The biosynthetic enzymes involved in terpenoid biosynthesis are sophisticated biocatalysts responsible for the astounding diversity of chemical structures produced. In native organisms, these enzymes are evolutionary tuned to catalyze specific reactions in biosynthetic pathways governed by a complex regulation and dictate the primary end-product of a biosynthetic pathway without inhibiting normal cellular processes. However, the reconstruction of heterologous pathways in yeast stands on the consumption of endogenous metabolites involved in the native metabolism. Specifically, the production of terpenoids is based on isoprene units produced by a central pathway, sterol biosynthesis and three biosynthesis modules of increased diversification to reach the complexity found in nature. We apply protein engineering strategies to improve catalytic activity, substrate selectivity and product specificity of target enzymes to unlock, control and repurpose the enzymatic potential of target pathways.

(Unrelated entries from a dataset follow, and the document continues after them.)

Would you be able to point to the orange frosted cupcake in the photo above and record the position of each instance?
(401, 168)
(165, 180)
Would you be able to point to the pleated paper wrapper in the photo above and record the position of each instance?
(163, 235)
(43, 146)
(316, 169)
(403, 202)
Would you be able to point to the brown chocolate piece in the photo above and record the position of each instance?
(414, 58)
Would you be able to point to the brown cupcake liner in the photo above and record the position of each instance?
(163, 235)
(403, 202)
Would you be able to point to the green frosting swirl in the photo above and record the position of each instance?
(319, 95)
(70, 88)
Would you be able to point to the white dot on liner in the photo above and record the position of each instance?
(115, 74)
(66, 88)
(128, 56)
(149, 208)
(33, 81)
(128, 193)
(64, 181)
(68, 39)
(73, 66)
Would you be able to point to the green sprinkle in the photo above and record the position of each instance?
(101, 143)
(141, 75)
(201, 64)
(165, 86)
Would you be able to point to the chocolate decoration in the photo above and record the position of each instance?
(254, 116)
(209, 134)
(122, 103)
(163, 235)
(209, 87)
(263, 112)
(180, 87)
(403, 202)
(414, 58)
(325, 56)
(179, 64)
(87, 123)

Theme B. Biosynthesis and production of small molecules with important applications

Current lack of understanding of the complete biosynthesis of important high-value products remains a major impediment for sustainable production of terpenoids in heterologous hosts. Current projects in our lab focus on:

a. Enzyme discovery or engineering of surrogate activities for reconstruction of missing steps.

b. Optimization of pathways imported into microbial hosts to mimic the efficiency and fine regulation of natural hosts (e.g. optimal catalytic activities, rapid conversion of labile or toxic intermediates and the control and coordination of multifunctional enzymes or shared metabolites).

c. Synthesize enough amounts of target compounds, derivative libraries or novel chemicals for bioactivity screening.